Henrico High offers new African American History class: 'They have the power to make change'

Posted at 1:56 PM, Oct 08, 2020
and last updated 2020-10-08 13:56:37-04

HENRICO COUNTY, Va -- Henrico High School is one of just 15 schools across the Commonwealth to offer a new, full-year, African American History course.

Sixteen students are enrolled in the virtual class.

“They will learn from the beginning of ancient Africa and civilizations that typically you do not learn," Henrico High's African American History teacher Derick Vance said. "We’re talking about Nubia, we’re talking about Ghana, Mali, Songhai."

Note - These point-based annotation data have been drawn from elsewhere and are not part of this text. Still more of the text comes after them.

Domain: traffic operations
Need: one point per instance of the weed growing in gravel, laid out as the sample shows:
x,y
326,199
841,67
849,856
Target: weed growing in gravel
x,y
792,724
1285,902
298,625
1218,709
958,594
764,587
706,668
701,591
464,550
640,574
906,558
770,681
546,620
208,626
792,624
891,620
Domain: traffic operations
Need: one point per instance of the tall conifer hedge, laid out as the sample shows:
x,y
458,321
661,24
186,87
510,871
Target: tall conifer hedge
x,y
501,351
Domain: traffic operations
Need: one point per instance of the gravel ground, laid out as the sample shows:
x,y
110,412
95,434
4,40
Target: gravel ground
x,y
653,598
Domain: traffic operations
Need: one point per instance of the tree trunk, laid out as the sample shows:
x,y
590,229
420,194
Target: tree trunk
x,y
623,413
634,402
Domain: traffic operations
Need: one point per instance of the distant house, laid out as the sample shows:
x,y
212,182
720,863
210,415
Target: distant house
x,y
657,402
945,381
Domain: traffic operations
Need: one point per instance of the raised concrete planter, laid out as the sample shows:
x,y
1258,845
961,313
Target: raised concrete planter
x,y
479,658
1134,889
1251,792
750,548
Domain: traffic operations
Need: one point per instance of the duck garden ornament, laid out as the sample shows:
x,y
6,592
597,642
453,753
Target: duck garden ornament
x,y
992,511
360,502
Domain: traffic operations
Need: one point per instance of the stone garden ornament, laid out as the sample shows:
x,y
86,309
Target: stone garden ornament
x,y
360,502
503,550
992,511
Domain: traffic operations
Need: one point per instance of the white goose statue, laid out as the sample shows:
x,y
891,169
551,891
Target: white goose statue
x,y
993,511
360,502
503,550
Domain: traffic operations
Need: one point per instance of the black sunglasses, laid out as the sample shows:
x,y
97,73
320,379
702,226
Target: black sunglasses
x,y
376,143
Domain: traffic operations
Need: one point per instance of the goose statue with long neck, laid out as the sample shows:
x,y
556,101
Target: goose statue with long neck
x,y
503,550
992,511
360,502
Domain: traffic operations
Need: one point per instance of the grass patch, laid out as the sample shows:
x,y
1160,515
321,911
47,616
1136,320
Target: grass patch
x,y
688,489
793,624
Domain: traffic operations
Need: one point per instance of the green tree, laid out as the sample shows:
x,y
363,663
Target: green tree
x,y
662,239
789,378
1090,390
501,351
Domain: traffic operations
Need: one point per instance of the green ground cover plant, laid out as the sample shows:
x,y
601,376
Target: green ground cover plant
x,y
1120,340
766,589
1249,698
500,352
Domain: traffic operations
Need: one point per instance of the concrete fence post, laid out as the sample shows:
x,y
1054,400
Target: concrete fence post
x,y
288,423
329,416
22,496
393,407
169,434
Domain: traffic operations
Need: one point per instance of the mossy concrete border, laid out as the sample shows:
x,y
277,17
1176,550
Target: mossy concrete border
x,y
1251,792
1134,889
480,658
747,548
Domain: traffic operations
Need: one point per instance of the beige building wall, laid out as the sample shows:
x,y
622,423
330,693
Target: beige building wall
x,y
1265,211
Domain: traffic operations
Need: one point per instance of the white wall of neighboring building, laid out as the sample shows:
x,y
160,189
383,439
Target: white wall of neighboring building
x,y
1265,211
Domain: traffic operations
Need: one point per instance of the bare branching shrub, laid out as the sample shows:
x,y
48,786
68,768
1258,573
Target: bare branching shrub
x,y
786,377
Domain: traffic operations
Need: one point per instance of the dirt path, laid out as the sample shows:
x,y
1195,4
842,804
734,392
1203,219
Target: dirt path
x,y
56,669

The course comes from an executive order Virginia Governor Ralph Northam signed in 2019 that, "ensures the state’s standards of learning are inclusive of African history, allows students to engage deeply, drawing connections between historic racial inequities, and their continuous influence on our communities today."

That’s what drew Henrico High School Principal Karin Castillo-Rose to initially apply and offer the class as an elective.

“I thought that this really is needed, not only at this time but at this school," Castillo-Rose said. "When you have a predominately black school, you want to make sure that they are being seen in their curriculum and this was the number one way to do it."

Students said the African American History course gave them a foundation of knowledge they can use beyond the classroom.

“When I first saw the opportunity to take this class, I was like, 'I have to take it!'" Bryce Anderson, a Henrico High School senior, said. "I have to learn more about my ancestry and more about African American ancestry. I thought it would be a great opportunity to learn and to gain a voice."

“I just love that class," senior MaKenzie Coles added. "I’m able to now not be afraid to go somewhere and voice and talk about our history. I’m able to go into a place and feel like I belong."

And that’s what Vance said he wanted his students to feel this school year -- a sense of empowerment.

“Just think of all the things that African Americans, and people of color as well, have contributed to the building and the wealth of the nation," Vance said. "You know, if I could leave that and instill that to them that they have the power to make change then, I’m happy."